GNAQPMS v1.1: accelerating the Global Nested Air Quality Prediction Modeling System (GNAQPMS) on Intel Xeon Phi processors
Abstract. The Global Nested Air Quality Prediction Modeling System (GNAQPMS) is the global version of the Nested Air Quality Prediction Modeling System (NAQPMS), which is a multi-scale chemical transport model used for air quality forecast and atmospheric environmental research. In this study, we present the porting and optimisation of GNAQPMS on a second-generation Intel Xeon Phi processor, codenamed Knights Landing
(KNL). Compared with the first-generation Xeon Phi coprocessor (codenamed Knights Corner, KNC), KNL has many new hardware features such as a bootable processor, high-performance in-package memory and ISA compatibility with Intel Xeon processors. In particular, we describe the five optimisations we applied to the key modules of GNAQPMS, including the CBM-Z gas-phase chemistry, advection, convection and wet deposition modules. These optimisations work well on both the KNL 7250 processor and the Intel Xeon E5-2697 V4 processor. They include (1) updating the pure Message Passing Interface (MPI) parallel mode to the hybrid parallel mode with MPI and OpenMP in the emission, advection, convection and gas-phase chemistry modules; (2) fully employing the 512 bit wide vector processing units (VPUs) on the KNL platform; (3) reducing unnecessary memory access to improve cache efficiency; (4) reducing the thread local storage (TLS) in the CBM-Z gas-phase chemistry module to improve its OpenMP performance; and (5) changing the global communication from writing/reading interface files to MPI functions to improve the performance and the parallel scalability. These optimisations greatly improved the GNAQPMS performance.
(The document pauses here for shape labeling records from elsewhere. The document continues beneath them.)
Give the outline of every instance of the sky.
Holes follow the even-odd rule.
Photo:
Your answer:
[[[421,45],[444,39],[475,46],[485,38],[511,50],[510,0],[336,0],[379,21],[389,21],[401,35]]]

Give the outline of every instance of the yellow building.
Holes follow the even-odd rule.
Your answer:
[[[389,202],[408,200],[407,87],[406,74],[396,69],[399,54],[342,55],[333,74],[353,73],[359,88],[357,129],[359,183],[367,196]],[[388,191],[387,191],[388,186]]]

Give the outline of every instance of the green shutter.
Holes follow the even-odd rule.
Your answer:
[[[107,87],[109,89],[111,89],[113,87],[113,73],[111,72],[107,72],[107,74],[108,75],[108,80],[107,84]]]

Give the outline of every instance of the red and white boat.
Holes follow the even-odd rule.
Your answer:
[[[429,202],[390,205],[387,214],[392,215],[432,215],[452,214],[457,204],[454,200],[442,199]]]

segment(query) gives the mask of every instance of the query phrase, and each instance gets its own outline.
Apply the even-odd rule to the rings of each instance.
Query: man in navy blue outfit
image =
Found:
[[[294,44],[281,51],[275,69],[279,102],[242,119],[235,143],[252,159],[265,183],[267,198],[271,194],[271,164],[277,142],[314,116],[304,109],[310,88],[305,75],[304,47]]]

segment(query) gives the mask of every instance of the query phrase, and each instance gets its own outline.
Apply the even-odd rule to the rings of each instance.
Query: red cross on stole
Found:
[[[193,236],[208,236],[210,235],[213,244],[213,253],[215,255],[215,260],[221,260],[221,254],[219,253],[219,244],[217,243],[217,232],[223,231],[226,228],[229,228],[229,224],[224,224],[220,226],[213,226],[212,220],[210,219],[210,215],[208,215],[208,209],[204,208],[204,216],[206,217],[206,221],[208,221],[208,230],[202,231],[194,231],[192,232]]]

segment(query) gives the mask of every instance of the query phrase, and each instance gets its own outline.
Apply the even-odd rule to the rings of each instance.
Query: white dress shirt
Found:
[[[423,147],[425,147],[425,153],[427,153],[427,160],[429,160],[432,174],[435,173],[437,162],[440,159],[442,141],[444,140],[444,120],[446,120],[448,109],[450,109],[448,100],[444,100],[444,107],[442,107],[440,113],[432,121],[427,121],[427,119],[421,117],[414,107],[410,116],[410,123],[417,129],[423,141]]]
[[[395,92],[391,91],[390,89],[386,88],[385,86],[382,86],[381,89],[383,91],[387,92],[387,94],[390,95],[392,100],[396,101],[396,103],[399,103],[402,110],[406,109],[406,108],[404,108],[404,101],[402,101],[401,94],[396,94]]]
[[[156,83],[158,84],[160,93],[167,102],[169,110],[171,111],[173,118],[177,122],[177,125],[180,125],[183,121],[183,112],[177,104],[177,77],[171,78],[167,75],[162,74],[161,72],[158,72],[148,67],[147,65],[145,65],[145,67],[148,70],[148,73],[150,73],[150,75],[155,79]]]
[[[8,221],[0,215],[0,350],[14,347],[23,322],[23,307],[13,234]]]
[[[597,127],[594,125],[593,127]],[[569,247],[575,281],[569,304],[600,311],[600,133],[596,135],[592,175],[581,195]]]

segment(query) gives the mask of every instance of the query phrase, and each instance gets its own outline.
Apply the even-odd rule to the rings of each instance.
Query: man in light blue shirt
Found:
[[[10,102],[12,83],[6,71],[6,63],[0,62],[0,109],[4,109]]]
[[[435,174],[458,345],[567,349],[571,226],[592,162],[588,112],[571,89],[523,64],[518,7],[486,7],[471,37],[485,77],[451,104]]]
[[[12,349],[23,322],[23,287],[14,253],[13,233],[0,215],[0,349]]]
The same optimisations also work well for the Intel Xeon Broadwell processor, specifically E5-2697 v4. Compared with the baseline version of GNAQPMS, the optimised version was 3.51 × faster on KNL and 2.77 × faster on the CPU. Moreover, the optimised version ran at 26 % lower average power on KNL than on the CPU. With the combined performance and energy improvement, the KNL platform was 37.5 % more efficient on power consumption compared with the CPU platform. The optimisations also enabled much further parallel scalability on both the CPU cluster and the KNL cluster scaled to 40 CPU nodes and 30 KNL nodes, with a parallel efficiency of 70.4 and 42.2 %, respectively.